# Pumpenkammer wie tief?



## Jürgen-V (13. Dez. 2007)

hallo
ich habe mal eine frage.
ich will im sommer meinen teich vergrößern und mir eine pumpenkammer bauen.es werden 2 bodenabläufe und der skimmer dort angeschlossen.
jetzt meine frage:
wieviel cm unter dem wasserspiegel vom teich sollte ich ich sie einbauen? 
im voraus danke

gruß jürgen


----------



## Flash (13. Dez. 2007)

*AW: Pumpenkammer wie tief?*

nicht tiefer als der Wasserspiegel im Teich! sonst läuft die Kammer ja über....

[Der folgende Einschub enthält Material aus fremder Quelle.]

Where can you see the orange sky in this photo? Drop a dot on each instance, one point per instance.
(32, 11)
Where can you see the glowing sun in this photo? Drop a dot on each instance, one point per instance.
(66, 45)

Mit Kammer meinst du einen Kasten;Fass oder so was?
Dann muß die Oberkante von dem kasten über dem Wasserspiegel des Teiches liegen.
Zu tief würde ich die Kammer aber nicht machen, da du sie sonst schlecht warten kannst.


----------



## Jürgen-V (14. Dez. 2007)

*AW: Pumpenkammer wie tief?*

hallo
danke für die antwort.
mir ist schon klar das die pumpenkammer überläuft wenn sie unter dem wasserspiegel des teiches ist. ich habe es auch falsch beschrieben. 
ich meinte die anschlussrohre.sollten sie mehr oben oder mehr unten in die pumpenkammer angeschlossen werden? oder spielt es keine rolle?


----------



## Buratino (14. Dez. 2007)

*AW: Pumpenkammer wie tief?*

Hallo Heike und Jürgen,
habe meine beiden Bodenabläufe und den Skimmer im oberen Drittel
der ersten Filterkammer- Vortex eingeführt. Die beiden Bodenabläufe zusätzlich mit Zugschieber zum Abtrennen vom Teich für Wartungsarbeiten
im Filter. Habe damit gute Erfahrungen gemacht und noch nie Probleme gehabt. Anbei noch ein Bild zum Ansehen.

Gruß Andreas


----------



## Jürgen-V (14. Dez. 2007)

*AW: Pumpenkammer wie tief?*

hallo
wenn es bei dir funzt, wird ich es bei mir auch so machen. 
danke für deine antwort.
gruß
jürgen


----------



## chr1z (14. Dez. 2007)

*AW: Pumpenkammer wie tief?*

hallo meine pumpenkammer ist ca 5 cm über dem wasserspeigel und ist insgesamt ca 70 cm tief. in diese münden 2 ba's und ein Skimmer.

ganz wichtig: pumpenkammer muss über dem wasserspiegel liegen.


----------



## GERMAN-LOBO (16. Dez. 2007)

*AW: Pumpenkammer wie tief?*

hallo

die frage ist schwerkraft oder gepumt?


----------



## herbi (16. Dez. 2007)

*AW: Pumpenkammer wie tief?*



			
				jürgen und heike schrieb:
			
		

> es werden 2 bodenabläufe und der skimmer dort angeschlossen.


Servus Bernhard,

....ich meine zu glauben das Jürgen SK macht ....! 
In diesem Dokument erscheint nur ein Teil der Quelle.